Looking at the Opencall website, your are only selling it as a hosted service and not as a product. Both GPL and BSD will allow someone to create a competing hosting service and add any proprietary addition to it without having to share it back. AGPL would make sure that any such addition is shared back, so your business will always has access to improved versions.
Contributor Agreement is irrelevant since you won't need one if you just do hosting.
Contributor Agreement is absolutely relevant. If there is any chance that the project will accept patches from random people then release those patches as part of the core code base under a license .... you need a contributors agreement.
Given that OpenCall is Open Source, this is very possible.

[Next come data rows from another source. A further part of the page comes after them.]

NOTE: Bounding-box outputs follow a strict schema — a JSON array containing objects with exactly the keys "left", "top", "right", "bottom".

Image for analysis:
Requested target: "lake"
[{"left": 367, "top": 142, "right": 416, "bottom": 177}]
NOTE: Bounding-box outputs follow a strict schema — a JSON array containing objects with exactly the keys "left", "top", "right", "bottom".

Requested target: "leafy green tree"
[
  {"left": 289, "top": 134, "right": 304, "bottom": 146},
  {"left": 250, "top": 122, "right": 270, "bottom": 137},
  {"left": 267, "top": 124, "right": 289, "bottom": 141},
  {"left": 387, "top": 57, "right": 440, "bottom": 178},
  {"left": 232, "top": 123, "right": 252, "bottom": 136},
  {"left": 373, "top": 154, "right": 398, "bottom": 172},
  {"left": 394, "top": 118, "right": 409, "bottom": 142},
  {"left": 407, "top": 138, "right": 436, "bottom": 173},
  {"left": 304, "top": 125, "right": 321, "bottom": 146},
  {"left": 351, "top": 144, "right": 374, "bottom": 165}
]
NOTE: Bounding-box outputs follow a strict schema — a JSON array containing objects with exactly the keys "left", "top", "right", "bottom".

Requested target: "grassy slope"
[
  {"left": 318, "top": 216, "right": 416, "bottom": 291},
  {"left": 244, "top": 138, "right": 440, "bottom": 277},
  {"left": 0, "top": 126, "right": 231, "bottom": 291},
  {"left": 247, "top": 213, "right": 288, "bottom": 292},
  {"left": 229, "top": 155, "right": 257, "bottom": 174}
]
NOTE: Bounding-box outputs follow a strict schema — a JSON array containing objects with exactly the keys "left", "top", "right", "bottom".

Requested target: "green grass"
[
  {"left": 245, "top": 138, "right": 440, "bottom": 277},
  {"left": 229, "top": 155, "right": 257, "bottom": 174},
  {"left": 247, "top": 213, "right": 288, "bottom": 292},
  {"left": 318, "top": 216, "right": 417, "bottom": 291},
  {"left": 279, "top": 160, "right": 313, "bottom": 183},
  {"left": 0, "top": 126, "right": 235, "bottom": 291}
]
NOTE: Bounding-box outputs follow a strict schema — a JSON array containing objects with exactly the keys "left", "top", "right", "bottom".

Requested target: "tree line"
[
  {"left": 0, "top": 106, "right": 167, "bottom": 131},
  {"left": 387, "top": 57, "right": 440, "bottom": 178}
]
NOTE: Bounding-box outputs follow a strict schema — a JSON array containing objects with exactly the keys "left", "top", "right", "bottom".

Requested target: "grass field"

Good point re diff between on GPL/BSD and AGPL. Tho if I may add, AGPL will only state that in writing. A bad company may break that, and then it's up to how willing you are to get legal on them to enforce the AGPL. Some people may be unwilling to do this, so this may play into the choice of license you go for.
Looking at the Opencall website, your are only selling it as a hosted service and not as a product. Both GPL and BSD will allow someone to create a competing hosting service and add any proprietary addition to it without having to share it back. AGPL would make sure that any such addition is shared back, so your business will always has access to improved versions.
Contributor Agreement is irrelevant since you won't need one if you just do hosting.